Let’s start with it’s open-world format. For the most part, I do not like open-world games. I think they tend to be boring experiences with altogether too much wandering around and too little actual interesting content. There are exceptions to this of course. I still love Fallout 3/ New Vegas, and I was a massive Skyrim fan along with everyone else. Generally though, I don’t like them and would rather play something offering a more deliberate, curated experience.
All that said, I don’t have a problem with Ghost of Tsushima’s open world. I’ve actually found myself enjoying all the missions and finding points of interest as I ride around the map. It might be because I’m still in the early game and the mechanics haven’t gotten old yet, but I don’t think so. Everything I’ve found so far has been interesting in some way. Sometimes it’s a story; sometimes its a tricky encounter. Sometimes it’s the fact that I’m actually following a fox or bird around to some sort of secret (bonus points for letting me pet the foxes by the way). Basically, the game hasn’t felt at all boring even though I’m doing things that normally should be.
The setting has turned out to be a major boon for the game too. See, I’m already interested in Japanese history, so it’s interesting getting a closer look at how people lived and what their purported values were. One must remember that this is an entertainment product of course, it’s not going to be the most accurate representation of how things were. Even so, it’s nice to get a slightly more tangible sense of the period. I highly doubt that people would still be lounging about in hot spring inns and such while the Mongols were invading the island. The world itself is also far too beautiful. Simply put, this is the samurai movie version of feudal Japan. There are kernels of truth here, but it’s all been stylized for effect.
More importantly, the setting actually lends itself to interesting gameplay. To my surprise, I’m actually having a lot of fun playing as a wandering samurai. I’m not missing vehicles, nor do I wish that I had a space gun or super powers like those seen in Destiny. Jin Sakai is far more capable than any ever could be, but his abilities still feel grounded in reality. This makes completing tough encounters or creeping through enemy encampments feel all the more rewarding. It also helps that that controls for all of this feel very good. It all feels natural, and, when it’s combined with the game’s very impressive animations and visuals, it gets taken to the next level.
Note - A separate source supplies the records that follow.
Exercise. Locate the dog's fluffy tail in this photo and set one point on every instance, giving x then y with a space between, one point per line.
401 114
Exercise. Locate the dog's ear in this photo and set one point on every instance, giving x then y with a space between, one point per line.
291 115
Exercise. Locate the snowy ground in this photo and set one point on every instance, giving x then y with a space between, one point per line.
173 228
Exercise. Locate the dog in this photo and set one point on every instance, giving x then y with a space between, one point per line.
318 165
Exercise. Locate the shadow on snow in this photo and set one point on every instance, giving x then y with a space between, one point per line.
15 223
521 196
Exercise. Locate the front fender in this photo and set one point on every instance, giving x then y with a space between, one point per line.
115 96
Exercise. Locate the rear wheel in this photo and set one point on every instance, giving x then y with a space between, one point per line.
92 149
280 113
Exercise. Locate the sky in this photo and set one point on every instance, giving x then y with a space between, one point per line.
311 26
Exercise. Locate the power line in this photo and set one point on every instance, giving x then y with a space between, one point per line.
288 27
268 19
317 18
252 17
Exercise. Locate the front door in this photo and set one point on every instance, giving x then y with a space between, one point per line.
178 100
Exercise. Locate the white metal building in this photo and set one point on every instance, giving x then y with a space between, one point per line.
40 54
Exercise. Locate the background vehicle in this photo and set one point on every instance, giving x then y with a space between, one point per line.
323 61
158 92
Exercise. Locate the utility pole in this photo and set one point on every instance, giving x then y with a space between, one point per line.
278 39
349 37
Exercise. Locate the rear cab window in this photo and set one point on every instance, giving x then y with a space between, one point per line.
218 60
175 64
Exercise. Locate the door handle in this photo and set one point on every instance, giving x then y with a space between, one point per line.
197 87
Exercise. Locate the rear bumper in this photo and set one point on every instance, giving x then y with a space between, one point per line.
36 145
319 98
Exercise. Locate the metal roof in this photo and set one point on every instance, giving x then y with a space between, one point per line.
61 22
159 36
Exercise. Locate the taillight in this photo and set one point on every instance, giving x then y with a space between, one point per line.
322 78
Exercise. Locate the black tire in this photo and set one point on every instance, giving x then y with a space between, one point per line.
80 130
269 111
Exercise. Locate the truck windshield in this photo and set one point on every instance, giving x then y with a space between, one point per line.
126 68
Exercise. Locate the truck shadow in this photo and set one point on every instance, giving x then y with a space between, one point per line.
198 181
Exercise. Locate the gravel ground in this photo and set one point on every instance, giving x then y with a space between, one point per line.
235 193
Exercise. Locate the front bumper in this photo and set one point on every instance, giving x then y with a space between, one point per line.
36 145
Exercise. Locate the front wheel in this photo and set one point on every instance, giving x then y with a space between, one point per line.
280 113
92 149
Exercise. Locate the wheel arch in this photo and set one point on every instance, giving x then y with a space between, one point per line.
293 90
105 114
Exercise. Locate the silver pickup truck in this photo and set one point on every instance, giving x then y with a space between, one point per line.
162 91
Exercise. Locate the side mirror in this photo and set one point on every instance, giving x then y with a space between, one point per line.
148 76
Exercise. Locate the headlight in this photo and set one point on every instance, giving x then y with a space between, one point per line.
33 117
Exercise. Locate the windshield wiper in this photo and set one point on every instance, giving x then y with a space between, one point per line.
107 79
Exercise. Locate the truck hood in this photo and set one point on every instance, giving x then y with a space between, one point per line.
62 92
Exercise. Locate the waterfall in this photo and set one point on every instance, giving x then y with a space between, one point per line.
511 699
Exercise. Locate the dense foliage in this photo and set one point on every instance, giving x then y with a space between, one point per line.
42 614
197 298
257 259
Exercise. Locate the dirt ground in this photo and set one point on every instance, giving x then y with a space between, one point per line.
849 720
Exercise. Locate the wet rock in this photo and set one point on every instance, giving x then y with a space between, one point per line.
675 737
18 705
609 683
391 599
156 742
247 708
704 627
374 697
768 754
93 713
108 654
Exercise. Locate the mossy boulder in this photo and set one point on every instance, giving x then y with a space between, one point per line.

Honestly, Ghost of Tsushima really surprised me. I went into thinking I’d really only wind up enjoying the story and characters (both off which are excellent by the way), but the gameplay and world have really hooked my too. If you’re already a fan of open-world games, then this one is a no-brainer. If you’re like me however and you don’t typically like these sorts of games,you might want to give it a try anyway. You might just wind being pleasantly surprised.